CHAPTER 10
Agrey hue spilt in from the windows, rain battering against them, which only meant one thing.
All inmates confined to even less space than usual.
Recipe for disaster if you ask me, and the guards knew it.
You could see it on their faces, the flickering eyes as soon as someone moved a little too quickly.
Anticipating the rage-filled teens to pop off at any given moment.
It left only one choice for us, the rec room. It always had this hum, a kind of restless energy that filled the gaps between the scuffed pool tables, battered sofas, and the dull flicker of the TV bolted to the far wall. It was loud, too many bodies with nowhere else to go.
I’d left the quietness of the cell to distract myself from thoughts of Squeeks, after spending most of the morning staring at her picture. It only made me feel even more homesick. Not to see my mum or that shit head Danny. But because she wasn’t part of my life right now.

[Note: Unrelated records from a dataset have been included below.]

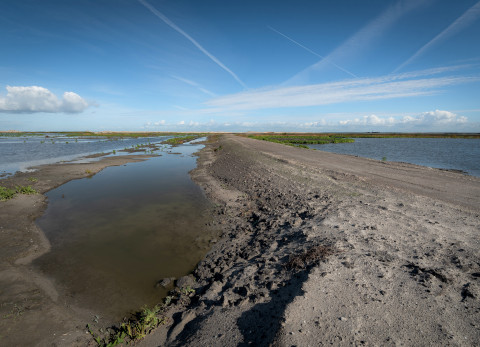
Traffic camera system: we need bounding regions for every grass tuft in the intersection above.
[15,186,37,195]
[0,186,16,201]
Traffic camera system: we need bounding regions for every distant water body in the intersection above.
[0,134,171,177]
[309,138,480,177]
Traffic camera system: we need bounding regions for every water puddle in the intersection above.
[34,144,213,320]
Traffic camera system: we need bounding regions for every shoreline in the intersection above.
[140,135,480,346]
[0,135,480,346]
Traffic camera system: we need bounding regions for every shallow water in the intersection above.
[308,138,480,176]
[0,133,172,176]
[34,144,213,320]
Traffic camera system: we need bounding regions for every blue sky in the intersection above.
[0,0,480,132]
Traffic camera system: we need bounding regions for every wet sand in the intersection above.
[140,135,480,346]
[0,155,151,346]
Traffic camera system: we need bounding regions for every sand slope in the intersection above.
[143,136,480,346]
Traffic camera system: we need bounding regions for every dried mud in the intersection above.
[141,135,480,346]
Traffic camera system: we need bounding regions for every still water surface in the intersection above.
[0,133,172,176]
[308,138,480,176]
[34,144,213,320]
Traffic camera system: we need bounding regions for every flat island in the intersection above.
[0,134,480,346]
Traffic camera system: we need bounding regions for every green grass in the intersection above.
[15,186,37,195]
[162,134,204,146]
[0,186,17,201]
[0,186,38,201]
[87,305,167,347]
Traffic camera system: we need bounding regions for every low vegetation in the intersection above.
[87,305,166,347]
[162,134,204,146]
[0,186,37,201]
[87,286,195,347]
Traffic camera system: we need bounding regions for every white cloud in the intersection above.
[339,114,395,125]
[203,70,480,112]
[0,86,89,113]
[339,110,468,128]
[285,0,426,85]
[400,110,468,126]
[394,1,480,72]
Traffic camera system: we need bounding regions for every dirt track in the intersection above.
[143,136,480,346]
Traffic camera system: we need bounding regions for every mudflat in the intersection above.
[0,155,151,346]
[141,135,480,346]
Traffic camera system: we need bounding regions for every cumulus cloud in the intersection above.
[0,86,89,113]
[339,110,468,127]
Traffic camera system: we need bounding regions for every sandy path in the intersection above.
[143,136,480,346]
[232,136,480,209]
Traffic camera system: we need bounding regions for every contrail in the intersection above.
[138,0,248,89]
[267,25,358,78]
[393,1,480,73]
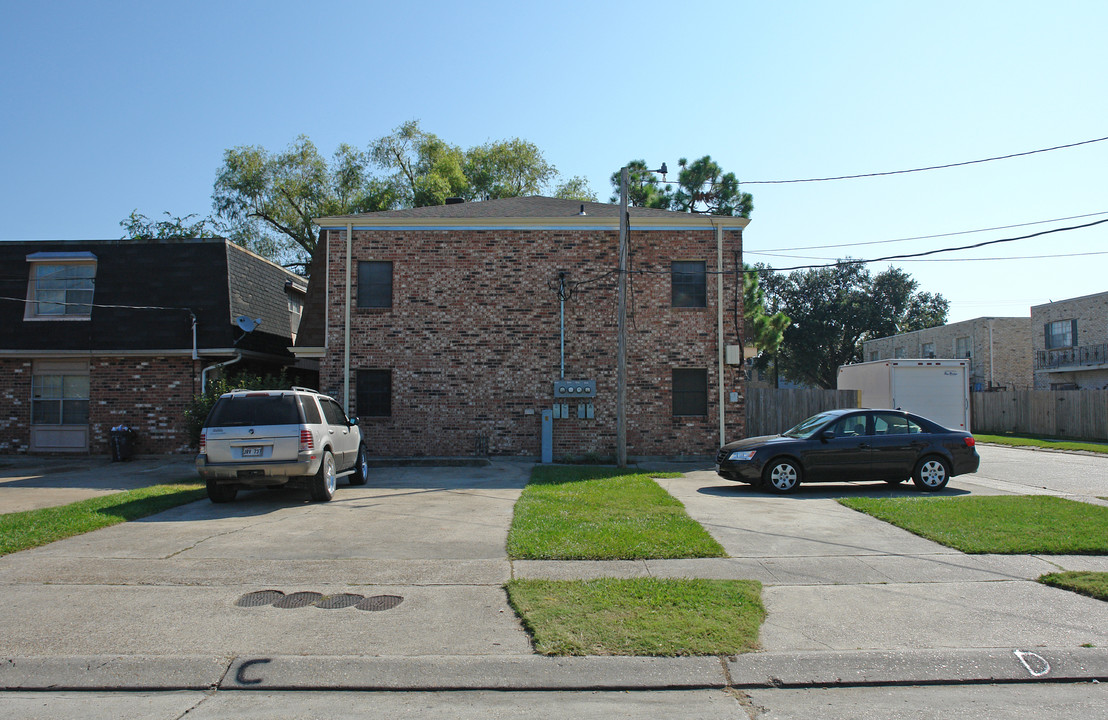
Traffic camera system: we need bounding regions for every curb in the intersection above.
[0,648,1108,691]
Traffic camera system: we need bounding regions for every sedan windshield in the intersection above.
[781,412,834,439]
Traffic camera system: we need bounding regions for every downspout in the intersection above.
[201,352,243,393]
[716,225,726,448]
[342,223,353,415]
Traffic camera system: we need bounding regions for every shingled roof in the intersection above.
[316,195,749,227]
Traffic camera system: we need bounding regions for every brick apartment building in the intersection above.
[294,197,749,459]
[1032,292,1108,390]
[862,318,1033,391]
[0,238,306,454]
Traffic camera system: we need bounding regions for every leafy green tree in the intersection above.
[465,137,557,200]
[761,261,948,388]
[554,175,598,203]
[609,155,755,217]
[120,208,219,240]
[369,120,470,207]
[608,160,673,210]
[742,265,792,367]
[212,135,396,267]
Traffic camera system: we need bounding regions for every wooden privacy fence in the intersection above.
[749,388,861,440]
[970,390,1108,440]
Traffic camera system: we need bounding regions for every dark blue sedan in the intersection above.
[716,409,981,493]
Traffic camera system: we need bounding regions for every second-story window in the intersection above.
[1045,320,1077,350]
[670,260,707,308]
[24,253,96,320]
[358,260,392,308]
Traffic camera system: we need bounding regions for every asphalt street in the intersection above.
[0,446,1108,718]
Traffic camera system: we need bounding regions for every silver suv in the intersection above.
[196,388,369,503]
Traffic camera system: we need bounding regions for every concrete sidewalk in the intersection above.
[0,461,1108,690]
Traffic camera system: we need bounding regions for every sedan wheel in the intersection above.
[912,457,951,493]
[762,460,800,493]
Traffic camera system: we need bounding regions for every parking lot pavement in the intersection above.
[0,455,199,514]
[0,447,1108,690]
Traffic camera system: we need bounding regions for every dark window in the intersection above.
[670,260,708,308]
[358,261,392,308]
[357,370,392,418]
[1044,320,1077,350]
[674,370,708,416]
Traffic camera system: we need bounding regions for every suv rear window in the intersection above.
[204,394,300,428]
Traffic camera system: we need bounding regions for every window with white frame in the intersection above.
[1045,320,1077,350]
[31,373,89,425]
[23,253,96,320]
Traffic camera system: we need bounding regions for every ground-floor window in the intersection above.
[31,367,89,425]
[674,369,708,416]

I drifted down the bleak corridors as the noise from the rec room grew in volume the closer I got. I walked in, hands deep in my pockets, my eyes quickly falling onto Misfit.
Her coiled frame hunched on the sofa next to Nate of all people, that fucker who’d been sniffing around her ever since he showed up, laughing too loud when she passed, cracking half-jokes with eyes that lingered.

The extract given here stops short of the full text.